Audiences can read Moira Young’s debut novel as an exciting, packed apocalyptic teen adventure where nothing is certain and adversity tests youth to their limits. Or we can unpack it like literature. Like Harry Potter or Katniss Everdeen, Young’s Saba gets adulthood thrust upon her, with the choices adults face: will she prefer the easy passivity of violence and power, or become truly human, with the sacrifices humanity entails?
Too often, grown-ups isolate their young ’uns from the real world, as Pa does, protecting his children from violence, while they grow increasingly antsy about independent, adult vocations. Childhood becomes an albatross on the cusp of adulthood. Only when real life intrudes—when representatives of adulthood ride in guns a-blazin, and (literally or figuratively) kill the parents—do youth have the opportunity to discover what they’re for.
Everything that happens to Saba thereafter embodies adulthood’s encroachment on the peace of youth. Eventually, we find we have to trust people, even when people don’t always prove themselves trustworthy. We have to fight our way out of situations, no matter how deeply we believe in peace and harmony. And people who would exercise power over us, people who would proclaim themselves King, somehow interrupt our common humanity.
Young forces Saba into an intriguing duality. Sold into the slavery of failing humanity’s glatiatorial bloodsports, she must have Nietzsche's “will to power,” and persevere when others will bring her down. Her willingness to fight, even when others will suffer for her victory, even when she knows her preservation inevitably means others’ downfall, makes her into a true dark antihero, a person of the modern age.
But modernity contains the seeds of its own downfall: it’s built on flimsy foundations that will burn bright when the right people strike the spark. As Saba becomes the leader she needs to be, she finds that power means setting aside her own prerogatives. Hostility gives way to trust, and trust paves the road to revolution. If Saba wants to free the slaves and challenge the King in his domain, she cannot do so alone.
So perhaps she’s not the true Nietzschean hero after all. Perhaps she really represents how chest-thumping modernists build a house predicated on rules and order, assuming they can shackle nature and control the elements. When Saba and her heroines overcome that false promise, when they assert the natural freedom of all people, they reclaim humanity’s true identity, with all the anarchic unpredictability that entails.
Mercifully, Young doesn’t attempt to resolve this duality. To become herself, Saba must confront the impediments and embrace the opportunities we all have, unshackled by religion or culture that have grown bloated in their seniority. She presents adulthood as an essentially agnostic domain, free from the author’s quasi-divine intervention. Not for nothing do Young’s supporting characters have pre-Christian names like Lugh, Epona, and Maev.
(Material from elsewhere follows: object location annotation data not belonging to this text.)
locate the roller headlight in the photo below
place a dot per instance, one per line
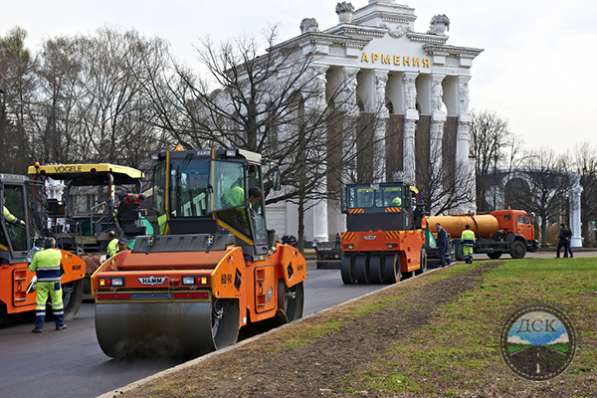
(117, 282)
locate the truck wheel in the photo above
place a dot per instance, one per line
(391, 269)
(359, 269)
(375, 275)
(518, 249)
(290, 302)
(422, 262)
(346, 269)
(72, 296)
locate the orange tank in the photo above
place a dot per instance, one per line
(484, 226)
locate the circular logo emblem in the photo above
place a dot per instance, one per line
(538, 342)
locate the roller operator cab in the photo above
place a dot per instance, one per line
(17, 295)
(384, 237)
(212, 269)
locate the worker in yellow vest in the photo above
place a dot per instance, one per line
(112, 247)
(467, 239)
(46, 265)
(9, 217)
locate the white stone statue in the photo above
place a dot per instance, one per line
(381, 79)
(463, 95)
(309, 25)
(347, 96)
(439, 25)
(397, 32)
(345, 11)
(410, 99)
(437, 93)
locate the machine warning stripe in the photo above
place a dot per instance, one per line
(356, 211)
(202, 295)
(348, 236)
(393, 235)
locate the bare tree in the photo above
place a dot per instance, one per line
(273, 103)
(544, 189)
(443, 188)
(17, 81)
(494, 148)
(57, 137)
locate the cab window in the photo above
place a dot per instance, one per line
(392, 196)
(14, 201)
(230, 196)
(524, 220)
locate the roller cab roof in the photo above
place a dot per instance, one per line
(88, 174)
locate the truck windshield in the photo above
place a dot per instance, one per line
(370, 196)
(189, 187)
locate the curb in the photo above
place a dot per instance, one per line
(131, 386)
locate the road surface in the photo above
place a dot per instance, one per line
(71, 364)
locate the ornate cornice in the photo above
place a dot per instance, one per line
(467, 52)
(427, 38)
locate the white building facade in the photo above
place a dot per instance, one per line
(414, 83)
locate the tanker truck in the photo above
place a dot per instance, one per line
(499, 232)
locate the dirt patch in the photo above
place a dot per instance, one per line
(318, 357)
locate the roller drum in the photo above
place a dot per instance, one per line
(165, 329)
(484, 225)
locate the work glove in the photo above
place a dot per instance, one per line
(32, 284)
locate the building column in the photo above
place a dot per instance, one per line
(346, 100)
(316, 103)
(438, 119)
(575, 211)
(379, 148)
(464, 164)
(411, 115)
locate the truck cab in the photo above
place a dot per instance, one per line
(517, 225)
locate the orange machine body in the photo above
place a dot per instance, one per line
(15, 279)
(516, 222)
(225, 274)
(499, 232)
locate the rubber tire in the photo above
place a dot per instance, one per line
(346, 269)
(518, 249)
(294, 306)
(71, 308)
(360, 269)
(423, 260)
(375, 274)
(391, 269)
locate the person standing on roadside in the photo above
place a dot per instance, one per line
(467, 239)
(442, 245)
(564, 239)
(112, 247)
(46, 265)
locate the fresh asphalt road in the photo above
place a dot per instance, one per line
(71, 364)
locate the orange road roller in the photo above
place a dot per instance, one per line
(384, 238)
(213, 268)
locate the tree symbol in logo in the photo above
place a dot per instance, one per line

Saba also learns that she cannot fight her wars alone. Repeatedly, she dismisses others and tries to stand alone, an übermensch bestriding the earth, but others bring skills, vision and encouragement that she needs. She finds wholeness not as some lone beacon, immune to human influence; she becomes whole, becomes a leader, and has strength to rescue her brother only when she learns to integrate herself with the larger system.
Power, then, derives not from Saba’s will to dominate. She doesn’t lead so she can rule; she leads so she can accomplish something worthwhile. Whether that means rescuing her brother, or challenging the King whose means of rule have subjugated the land, she has the choice: she can dominate others, or she can lead them. She chooses to lead. And this book makes it clear that this isn’t the easy choice.
Hemingway wrote that we come of age not by our birthdays, but when we accept life’s challenges. In Saba, Young externalizes the struggles of adulthood. Unburdened and unguided, our heroine faces heightened versions of the provocations everyone endures, and must, like us, choose her mature identity. Whether we’re Young’s intended teen audience, or adults crushed by modernity, this book invites us to make our choices with her.